The winter stock market sell-off deepened this week, pushing the three major indices into the red for 2022.
The S&P 500 and Dow Jones industrial indexes have fallen for the second week in a row, while the Nasdaq Composite has fallen in the past three weeks. Investors continued to sell bonds, pushing the yield on the benchmark 10-year US Treasury bond higher for the fourth consecutive week, posting its biggest gain during that period since mid-March.
Investors were still assessing interest rate expectations and how quickly the Federal Reserve would move to tame inflation, disrupting the stock and bond markets.

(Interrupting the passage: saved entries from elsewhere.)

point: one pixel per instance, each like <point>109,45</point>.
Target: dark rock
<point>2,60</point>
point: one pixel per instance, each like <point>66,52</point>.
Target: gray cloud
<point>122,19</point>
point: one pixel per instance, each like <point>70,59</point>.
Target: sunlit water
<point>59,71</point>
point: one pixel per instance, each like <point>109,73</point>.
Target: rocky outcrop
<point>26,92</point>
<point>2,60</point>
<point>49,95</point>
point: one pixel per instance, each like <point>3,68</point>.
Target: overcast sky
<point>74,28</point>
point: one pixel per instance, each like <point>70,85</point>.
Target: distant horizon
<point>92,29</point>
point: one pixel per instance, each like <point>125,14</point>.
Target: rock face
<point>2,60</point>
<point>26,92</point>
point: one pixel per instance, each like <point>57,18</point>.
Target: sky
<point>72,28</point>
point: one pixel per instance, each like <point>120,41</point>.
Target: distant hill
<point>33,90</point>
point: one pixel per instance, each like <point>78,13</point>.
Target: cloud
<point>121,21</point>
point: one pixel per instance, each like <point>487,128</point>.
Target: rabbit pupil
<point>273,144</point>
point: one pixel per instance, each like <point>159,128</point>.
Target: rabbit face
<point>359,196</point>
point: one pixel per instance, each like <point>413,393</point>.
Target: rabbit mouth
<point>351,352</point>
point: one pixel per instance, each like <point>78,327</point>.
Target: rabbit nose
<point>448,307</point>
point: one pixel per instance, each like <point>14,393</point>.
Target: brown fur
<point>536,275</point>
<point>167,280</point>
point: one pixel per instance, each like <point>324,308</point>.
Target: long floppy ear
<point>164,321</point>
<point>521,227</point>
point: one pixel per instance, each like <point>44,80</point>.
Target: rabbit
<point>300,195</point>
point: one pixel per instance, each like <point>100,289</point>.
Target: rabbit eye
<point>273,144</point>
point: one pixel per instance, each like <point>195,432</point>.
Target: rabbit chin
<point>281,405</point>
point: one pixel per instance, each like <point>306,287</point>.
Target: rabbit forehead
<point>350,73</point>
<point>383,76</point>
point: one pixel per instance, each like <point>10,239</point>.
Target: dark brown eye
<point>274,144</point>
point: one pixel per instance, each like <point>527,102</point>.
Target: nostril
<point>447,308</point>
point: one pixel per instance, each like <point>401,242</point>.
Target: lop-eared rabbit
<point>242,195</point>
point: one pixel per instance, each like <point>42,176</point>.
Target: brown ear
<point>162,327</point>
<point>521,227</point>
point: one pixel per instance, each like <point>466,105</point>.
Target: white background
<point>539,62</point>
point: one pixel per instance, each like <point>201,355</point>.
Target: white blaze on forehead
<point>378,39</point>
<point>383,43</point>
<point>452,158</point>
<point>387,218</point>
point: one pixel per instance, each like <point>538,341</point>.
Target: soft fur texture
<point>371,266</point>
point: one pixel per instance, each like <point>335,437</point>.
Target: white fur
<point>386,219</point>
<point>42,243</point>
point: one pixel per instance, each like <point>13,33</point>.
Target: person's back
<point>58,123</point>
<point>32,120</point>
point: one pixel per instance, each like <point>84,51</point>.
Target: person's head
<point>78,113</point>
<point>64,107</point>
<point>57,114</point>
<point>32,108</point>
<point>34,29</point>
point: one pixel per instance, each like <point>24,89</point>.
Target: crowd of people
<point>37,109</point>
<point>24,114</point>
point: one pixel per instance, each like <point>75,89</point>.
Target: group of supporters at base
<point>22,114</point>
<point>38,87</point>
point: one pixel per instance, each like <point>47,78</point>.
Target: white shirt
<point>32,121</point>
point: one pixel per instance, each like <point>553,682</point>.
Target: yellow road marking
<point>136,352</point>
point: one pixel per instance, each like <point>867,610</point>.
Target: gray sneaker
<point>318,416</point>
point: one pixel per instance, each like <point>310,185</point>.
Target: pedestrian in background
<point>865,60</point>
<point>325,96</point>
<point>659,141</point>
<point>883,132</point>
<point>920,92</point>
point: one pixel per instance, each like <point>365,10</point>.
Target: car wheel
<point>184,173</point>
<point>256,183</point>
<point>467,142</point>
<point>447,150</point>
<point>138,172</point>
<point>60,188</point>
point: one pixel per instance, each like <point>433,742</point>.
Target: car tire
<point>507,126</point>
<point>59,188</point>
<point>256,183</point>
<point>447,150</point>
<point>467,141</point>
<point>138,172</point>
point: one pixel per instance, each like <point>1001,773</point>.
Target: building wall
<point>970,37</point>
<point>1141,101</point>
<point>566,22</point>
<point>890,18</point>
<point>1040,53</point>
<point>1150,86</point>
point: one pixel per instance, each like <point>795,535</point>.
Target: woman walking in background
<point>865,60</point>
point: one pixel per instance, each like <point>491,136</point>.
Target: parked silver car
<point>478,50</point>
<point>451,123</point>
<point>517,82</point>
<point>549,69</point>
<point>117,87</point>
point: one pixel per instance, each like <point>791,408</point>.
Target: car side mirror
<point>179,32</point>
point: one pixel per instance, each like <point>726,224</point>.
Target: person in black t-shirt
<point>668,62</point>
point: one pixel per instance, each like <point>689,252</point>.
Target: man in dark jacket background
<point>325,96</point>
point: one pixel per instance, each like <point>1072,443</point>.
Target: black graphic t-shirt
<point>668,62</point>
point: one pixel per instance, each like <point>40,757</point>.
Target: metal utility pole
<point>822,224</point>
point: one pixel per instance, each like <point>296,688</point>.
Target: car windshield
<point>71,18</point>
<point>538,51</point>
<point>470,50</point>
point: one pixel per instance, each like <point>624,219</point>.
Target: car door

Meanwhile, a spike in Covid-19 cases has weighed on sentiment, although there are signs that infections may be nearing a peak.
The week started on choppy grounds, with stocks broadly lower and the Nasdaq close to a correction before closing slightly higher. On Tuesday, Federal Reserve Chairman Jerome Powell reiterated the central bank’s view that inflation is likely to peak by mid-year, while also noting that interest rates will remain low. This helped halt a series of declines for the S&P 500 and Dow industrials index.
Stocks, especially hard-hit sectors like technology, appear to be regaining some of their gains. But new pricing data released on Wednesday and Thursday showed inflation remained hot last month, complicating expectations. Stocks fell on Thursday, led by a 2.5% drop in the Nasdaq.
Weak earnings from some major US banks, along with weak retail and manufacturing data, pushed most of the market lower again on Friday until a rush of buying late in the session pushed the S&P 500 and Nasdaq into positive territory. The Standard & Poor’s 500 added 3.82 points, or less than 0.1%, to 4,662.85, and the Nasdaq 86.94 points, or 0.6%, to 14,893.75. The Dow Jones Industrial Average fell 201.81 points, or 0.6%, to 3,591.81 points.
“We expect a more volatile environment, with big bull days and big crash days. It will be a bumpy ride,” said David Donabedian, chief investment officer at CIBC Private Wealth US. “It will be a bumpy ride.”
A turnaround late on Friday wasn’t enough to avert another week of stagnation. The S&P 500 and Nasdaq are down 0.3% over the past five trading days, while the Dow is down 0.9%. Markets are closed on Monday for Martin Luther King Jr. Day, reducing the trading schedule next week.
On Friday, the first dose of fourth-quarter corporate earnings reports gave investors a sobering view of corporate growth this year. Quarterly earnings fell by double digits at JPMorgan Chase and CitigroupAnd
Ending a streak of big gains for most of 2021.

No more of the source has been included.